Answer - 31 : - The jps command is used to check if the Hadoop daemons are running properly or not. This command shows all the daemons running on a machine i.e. Datanode, Namenode, NodeManager, ResourceManager etc.
Question - 32 : - Explain the process that overwrites the replication factors in HDFS.
Answer - 32 : -
There are two methods to overwrite the replication factors in HDFS –
Method 1: On File Basis
In this method, the replication factor is changed on the basis of file using Hadoop FS shell. The command used for this is:
$hadoop fs – setrep –w2/my/test_file
Here, test_file is the filename that’s replication factor will be set to 2.
Method 2: On Directory Basis
In this method, the replication factor is changed on directory basis i.e. the replication factor for all the files under a given directory is modified.
$hadoop fs –setrep –w5/my/test_dir
Here, test_dir is the name of the directory, the replication factor for the directory and all the files in it will be set to 5.
Question - 33 : - What will happen with a NameNode that doesn’t have any data?
Answer - 33 : - A NameNode without any data doesn’t exist in Hadoop. If there is a NameNode, it will contain some data in it or it won’t exist.

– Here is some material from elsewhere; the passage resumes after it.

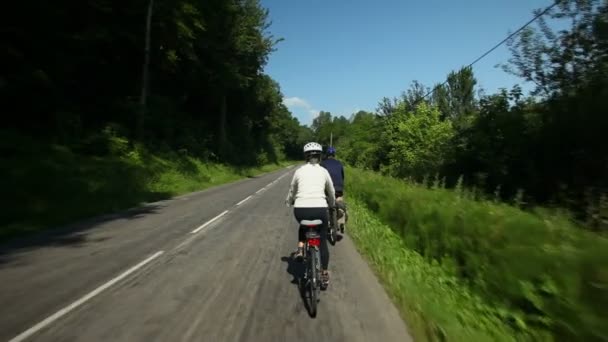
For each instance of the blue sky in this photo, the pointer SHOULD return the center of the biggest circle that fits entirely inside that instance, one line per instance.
(342, 56)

Question - 34 : - How Is Hadoop CLASSPATH essential to start or stop Hadoop daemons?
Answer - 34 : -
CLASSPATH includes necessary directories that contain jar files to start or stop Hadoop daemons. Hence, setting CLASSPATH is essential to start or stop Hadoop daemons.
However, setting up CLASSPATH every time is not the standard that we follow. Usually CLASSPATH is written inside /etc/hadoop/hadoop-env.sh file. Hence, once we run Hadoop, it will load the CLASSPATH automatically.
Question - 35 : - Why is HDFS only suitable for large data sets and not the correct tool to use for many small files?
Answer - 35 : -
This is due to the performance issue of NameNode. Usually, NameNode is allocated with huge space to store metadata for the large-scale file. The metadata is supposed to be a from a single file for optimum space utilization and cost benefit. In case of small size files, NameNode does not utilize the entire space which is a performance optimization issue.
Question - 36 : - DFS can handle a large volume of data then why do we need Hadoop framework?
Answer - 36 : -
Hadoop is not only for storing large data but also to process those big data. Though DFS(Distributed File System) too can store the data, but it lacks below features-
It is not fault tolerant
Data movement over a network depends on bandwidth.
Question - 37 : - What is Sequencefileinputformat?
Answer - 37 : -
Hadoop uses a specific file format which is known as Sequence file. The sequence file stores data in a serialized key-value pair. Sequencefileinputformat is an input format to read sequence files.